They’re the canonical example everyone uses of where it doesn’t work well!

In both of them there is tons of parallelism but you can’t work out what work is separate (divide it) until you have started the work.

Let's say you have a domain X that you need to triangulate. You break it along a plane, into two domains A and B, about equally large.

Imagine that you have a magical black box system that can triangulate A and B.

Would this not help you to triangulate X? I can hardly believe it wouldn't. (Again, perhaps in pathological cases yes, or if a near-optimal solution is not good enough).

Iirc, triangulation iterations can replace previous cuts. So A and B might not have any meaning in the next iteration if you triangulate properly. That's why it's okay to cut at random, because it only affects outcome indirectly.

Wait a second, are we both talking about Delaunay triangulation?

Yes. After checking Wikipedia I was referring to the edge flipping operation which is described in the “flip algorithms” section. So there's also a divide and conquer algorithm in the article, but it needs extra steps to fix the divide edge. Was that what you were talking about?

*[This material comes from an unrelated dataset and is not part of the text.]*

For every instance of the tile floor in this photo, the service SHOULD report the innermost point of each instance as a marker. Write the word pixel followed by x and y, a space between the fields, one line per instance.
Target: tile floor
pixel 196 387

Yes, that's what I was thinking about.

Isn't that something you could approach with work-stealing techniques? You'd need to build the work pile as you go but that seems appropriate. Maybe I'm missing something?

The problem is: given a list of tasks that you want to solve in parallel, you cannot know ahead of time which jobs use the same data. You have to start solving them to figure that out. The problem isn't distributing the work, it's knowing when it's safe to do two things in parallel.